Retirement

Social Security Trap – When waiting until 70 becomes a huge mistake

Do you think that delaying Social Security until 70 is a good idea because the break-even point is at 80 or 81 years old? It may not be the right decision for you. This post will use a real-life client example to show how seemingly sound financial decisions can have a profound impact on your plan.

The Case of Greg & Sherry:

Greg and Sherry were a couple of 62 years old who approached us to retire immediately. The couple had a large portfolio that included 401(k), Roth IRAs and savings. They also owned a home. They wanted to maintain a $6,000-per-month lifestyle in retirement, after accounting for taxes and healthcare costs.

Key Assumptions

  • Investing aggressively: 90% stocks and bonds, 10% diversified stocks. Expected annual return of 8.8%.
  • Longevity: Projected lifespan until age 95.

Social Security Dilemma :

Traditional analysis shows that delaying Social Security benefits until 70 years old will yield greater lifetime benefits. A detailed analysis reveals that a key factor is often overlooked: the impact of delaying Social Security on your overall financial plan.

Initial analysis: Greg and Sherry’s portfolio would continue to grow, allowing them the opportunity to pay for their expenses. The net result was positive.

Contrary to expectations: The apparent increase in benefits that they received when delaying Social Security up until 70 years of age came at a price. Their portfolio was strained during the years they were not receiving Social Security income, which resulted in a loss of over $400,000 at the end.

Investment Growth and the Role of Investment:

James emphasizes the often-underappreciated role of the rate of return on investments. In a hypothetical situation with a growth rate of only 6.3%, postponing Social Security to age 70 was more financially beneficial, adding $850,000 to the overall wealth.

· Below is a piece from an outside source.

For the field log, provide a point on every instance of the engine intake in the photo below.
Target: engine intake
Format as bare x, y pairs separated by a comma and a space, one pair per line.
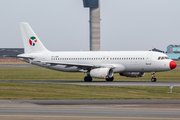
101, 73
132, 74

Understanding Break-Even Ages:

The break-even age has been cited by many as a reason to delay Social Security. However, this analysis shows a nuanced view of the situation. The break-even age may still be around 86, even with the wealth that is created from delaying.

Your financial plan will affect the decision you make about when to start collecting Social Security. It is important to take a holistic approach that takes into account factors such as investment growth, tax consequences, and other sources of income. A personalized analysis of your individual circumstances and not a one-size fits all solution is essential.

Remember that while navigating the Social Security landscape, the best strategy for one individual may not be the right choice for another. To make informed decisions and ensure a comfortable retirement, it is important to seek professional advice that is tailored to your specific financial situation.